Studies of the molecular biology and genetics of medulloblastomas have led to a better understanding of the disease, and to novel treatments. Medulloblastomas are difficult to cure, with some subtypes carrying a poorer prognosis. Various genetic alterations and molecular aberrations have been identified in these tumors, including mutations in the hedgehog (Hh), Wnt, and Notch pathways, which are active during embryogenesis as well as cellular proliferation and/or differentiation.^193–195 This understanding has led to important clinical translations. Other pathways are also implicated. More recently, several groups have tried to stratify medulloblastomas into molecular subgroups, currently four to five based on genetic profiles, each subgroup with predominant aberrations in the Wnt, Hh, and other pathways.^{193,196–198} Though we are beginning to understand that some subgroups have a better prognosis and some a poorer one, more studies are needed to understand the clinical behavior of tumors with various molecular profiles active.¹⁹³

In addition, understanding the molecular pathways active in medulloblastomas has led to novel treatments. Cyclophosphamide has been recognized as an Hh pathway inhibitor, with promising results in vitro and in vivo.^193–195 Small-molecule inhibitors have also been used to block the Hh pathway. ErbB pathway inhibition may also be a promising target, as well as HDAC inhibitors that act on histone deacetylases, which are involved in gene expression control.^193–195 New targets and pharmacologic agents are under investigation.

Ependymoma

Ependymomas are common tumors encountered in the pediatric and adult population, and can occur in the posterior fossa, the spine, and the supratentorial regions. Though histologically they are often indistinguishable, current studies suggest that ependymomas from these different locations may have very distinct molecular and genetic profiles.¹⁹³ Frequent chromosomal abnormalities include losses of 6q, 17p, and 22q, and gains of 1q and 9q.¹⁹³ More recently amplifications of MYCN, EGFR, NOTCH1, NOTCH4, VAV1, YAP1, and deletion of CDKN2A and SULT4A1 have also been observed.¹⁹³ The search for driver genes involved in tumorigenesis is still ongoing. Despite our growing understanding of the molecular factors involved in the formation of these tumors, prognosis remains poor, and translation of genetic profiles into therapeutic targets is still needed.

Pilocytic Astrocytoma

Though pilocytic astrocytomas in the posterior fossa can have a good outcome with complete surgical resection, those in locations near the brain stem can have a less favorable prognosis and outcome. Some chromosomal changes noted in pilocytic astrocytomas have been trisomy of 5 and 7, and gain of 7q.¹⁹³ More recently, smaller chromosomal aberrations have been identified, such as duplication of chromosome 7q34, containing the locus for the BRAF gene, which is beginning to be identified as an important oncogene in the development of these tumors.¹⁹³ Other gene alterations also have been noted.
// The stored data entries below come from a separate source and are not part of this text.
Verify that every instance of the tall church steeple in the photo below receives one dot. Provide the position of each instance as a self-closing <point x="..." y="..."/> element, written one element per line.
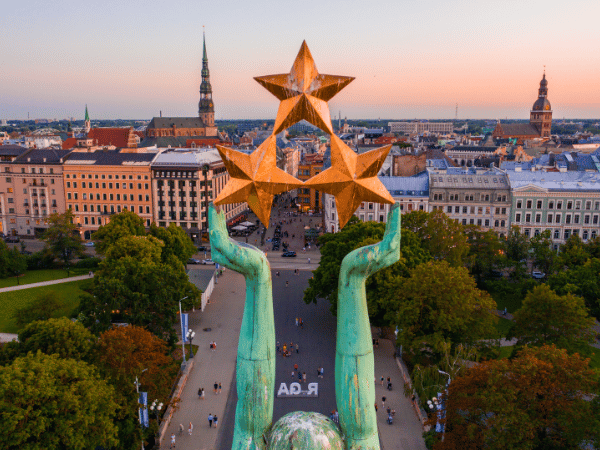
<point x="541" y="111"/>
<point x="206" y="109"/>
<point x="87" y="124"/>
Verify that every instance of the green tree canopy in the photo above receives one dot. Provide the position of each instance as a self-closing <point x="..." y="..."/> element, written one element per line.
<point x="438" y="304"/>
<point x="176" y="241"/>
<point x="583" y="281"/>
<point x="62" y="337"/>
<point x="125" y="223"/>
<point x="62" y="237"/>
<point x="49" y="403"/>
<point x="133" y="285"/>
<point x="542" y="399"/>
<point x="548" y="318"/>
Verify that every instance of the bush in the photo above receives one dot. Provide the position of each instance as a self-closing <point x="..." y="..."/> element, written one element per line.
<point x="87" y="263"/>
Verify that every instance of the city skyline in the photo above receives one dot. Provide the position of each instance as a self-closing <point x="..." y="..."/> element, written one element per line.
<point x="410" y="60"/>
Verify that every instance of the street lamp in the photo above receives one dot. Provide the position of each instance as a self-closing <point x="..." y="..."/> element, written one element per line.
<point x="190" y="336"/>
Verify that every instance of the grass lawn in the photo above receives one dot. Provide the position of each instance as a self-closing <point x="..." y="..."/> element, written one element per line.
<point x="35" y="276"/>
<point x="9" y="301"/>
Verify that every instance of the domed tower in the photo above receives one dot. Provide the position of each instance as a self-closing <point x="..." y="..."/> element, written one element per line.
<point x="541" y="112"/>
<point x="206" y="109"/>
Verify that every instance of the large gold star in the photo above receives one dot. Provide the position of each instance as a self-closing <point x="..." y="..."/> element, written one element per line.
<point x="352" y="178"/>
<point x="304" y="93"/>
<point x="255" y="178"/>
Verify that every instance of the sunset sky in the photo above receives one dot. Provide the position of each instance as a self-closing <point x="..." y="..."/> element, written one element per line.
<point x="411" y="59"/>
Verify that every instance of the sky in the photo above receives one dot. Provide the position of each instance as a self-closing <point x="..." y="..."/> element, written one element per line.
<point x="411" y="59"/>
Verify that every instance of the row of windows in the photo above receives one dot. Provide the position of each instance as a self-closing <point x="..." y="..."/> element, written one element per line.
<point x="108" y="208"/>
<point x="110" y="185"/>
<point x="558" y="204"/>
<point x="103" y="176"/>
<point x="556" y="218"/>
<point x="84" y="196"/>
<point x="585" y="235"/>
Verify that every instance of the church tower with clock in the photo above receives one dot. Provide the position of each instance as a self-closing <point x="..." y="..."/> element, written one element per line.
<point x="541" y="112"/>
<point x="206" y="109"/>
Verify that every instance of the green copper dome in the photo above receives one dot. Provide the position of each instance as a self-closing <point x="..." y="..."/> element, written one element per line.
<point x="305" y="430"/>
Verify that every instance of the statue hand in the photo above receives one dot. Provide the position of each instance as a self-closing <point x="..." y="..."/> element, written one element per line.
<point x="371" y="258"/>
<point x="243" y="258"/>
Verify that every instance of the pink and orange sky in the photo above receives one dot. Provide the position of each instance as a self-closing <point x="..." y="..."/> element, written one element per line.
<point x="411" y="59"/>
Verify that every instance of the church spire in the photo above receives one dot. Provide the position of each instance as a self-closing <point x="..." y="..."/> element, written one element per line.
<point x="206" y="110"/>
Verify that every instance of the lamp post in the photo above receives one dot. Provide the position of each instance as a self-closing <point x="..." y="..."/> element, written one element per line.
<point x="156" y="407"/>
<point x="190" y="336"/>
<point x="181" y="320"/>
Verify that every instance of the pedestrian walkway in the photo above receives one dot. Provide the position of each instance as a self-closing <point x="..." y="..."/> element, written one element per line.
<point x="45" y="283"/>
<point x="220" y="322"/>
<point x="406" y="431"/>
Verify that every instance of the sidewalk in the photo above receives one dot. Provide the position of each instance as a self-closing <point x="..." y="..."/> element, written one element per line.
<point x="406" y="433"/>
<point x="223" y="316"/>
<point x="45" y="283"/>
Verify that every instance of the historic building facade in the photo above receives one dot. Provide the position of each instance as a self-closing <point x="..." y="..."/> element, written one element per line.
<point x="184" y="182"/>
<point x="473" y="196"/>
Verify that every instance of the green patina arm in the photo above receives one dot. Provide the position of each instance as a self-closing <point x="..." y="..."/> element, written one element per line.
<point x="354" y="363"/>
<point x="256" y="349"/>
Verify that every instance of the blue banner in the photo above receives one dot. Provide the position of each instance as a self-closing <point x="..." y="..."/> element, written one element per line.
<point x="184" y="327"/>
<point x="143" y="400"/>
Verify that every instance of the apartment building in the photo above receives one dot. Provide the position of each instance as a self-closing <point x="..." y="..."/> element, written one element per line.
<point x="31" y="188"/>
<point x="100" y="184"/>
<point x="184" y="182"/>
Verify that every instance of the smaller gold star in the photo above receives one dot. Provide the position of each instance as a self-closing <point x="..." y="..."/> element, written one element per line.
<point x="352" y="178"/>
<point x="255" y="178"/>
<point x="304" y="93"/>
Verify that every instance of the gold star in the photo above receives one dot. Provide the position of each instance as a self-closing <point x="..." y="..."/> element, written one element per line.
<point x="255" y="178"/>
<point x="352" y="178"/>
<point x="304" y="93"/>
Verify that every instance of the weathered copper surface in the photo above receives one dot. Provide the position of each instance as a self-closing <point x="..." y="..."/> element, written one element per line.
<point x="304" y="93"/>
<point x="255" y="178"/>
<point x="352" y="178"/>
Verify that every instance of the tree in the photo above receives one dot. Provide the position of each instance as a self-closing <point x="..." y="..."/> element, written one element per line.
<point x="125" y="223"/>
<point x="48" y="403"/>
<point x="542" y="399"/>
<point x="61" y="337"/>
<point x="176" y="242"/>
<point x="45" y="306"/>
<point x="62" y="237"/>
<point x="130" y="351"/>
<point x="543" y="253"/>
<point x="134" y="286"/>
<point x="583" y="281"/>
<point x="548" y="318"/>
<point x="439" y="304"/>
<point x="442" y="237"/>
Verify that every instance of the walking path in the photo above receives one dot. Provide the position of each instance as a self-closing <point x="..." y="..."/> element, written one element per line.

For instance, BRAF-KIAA1549 gene fusion but no mutation of IDH1 or IDH2 has been noted in up to 70% of pilocytic astrocytomas as compared to diffuse astrocytomas, further helping to stratify glial tumor subtypes occurring in this location as separate clinical entities for prognosis and treatment.¹⁹³

Further studies of the molecular cytogenetics of fourth ventricular tumors remain promising. In addition, understanding alterations of epigenetic phenomena that govern tumorigenesis of these lesions can help further drive risk stratification, treatment, and perhaps prognosis.